As soon as Nissan Motor Co. Ltd. announced that it would build a new plant in Canton, MS, for production of four new vehicles, certain buzz words rapidly attached themselves to the project: modularity; sequential delivery.

When it comes to manufacturing the next-generation Quest, a fullsize pickup and two fullsize SUVs, the onus is being placed squarely upon suppliers. Nissan is so confident in its success that it already is expanding capacity before construction is complete. Nissan will shift 150,000 units of Altima production to the new facility, freeing up room at its Smyrna, TN, plant for possible additional vehicles.

Some vehicles, Nissan says, will sport as many as five modules — assembled completely by onsite suppliers before making their way to the assembly line.
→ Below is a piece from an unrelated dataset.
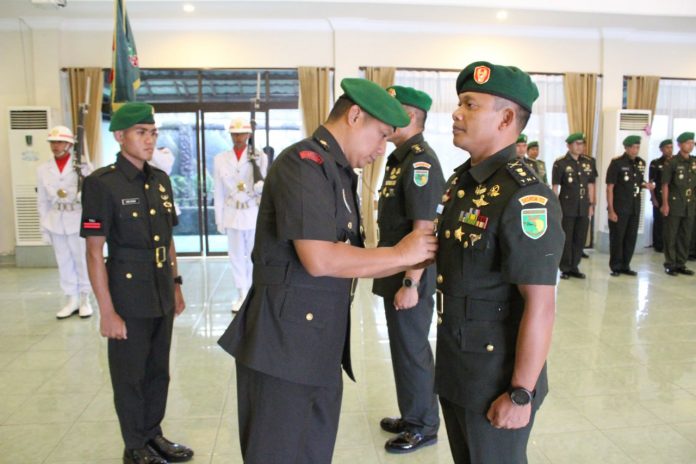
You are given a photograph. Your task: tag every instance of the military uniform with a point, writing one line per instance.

Parts will arrive at the line in sequence and synchronous to production from suppliers located on or in proximity to Nissan's property.

Nissan, it seems, is one step ahead of its global counterparts in achieving the next level of manufacturing efficiency through its supply chain.

Not so fast, says Honda of America Mfg. Inc., which began building the Odyssey minivan at a new plant in Lincoln, AL, late last year.

With the shift in production — which was needed to make room for the new Pilot SUV at Honda's Alliston, Ont., plant — Honda's buzzwords echoed previous manufacturing philosophies: flexibility and balance.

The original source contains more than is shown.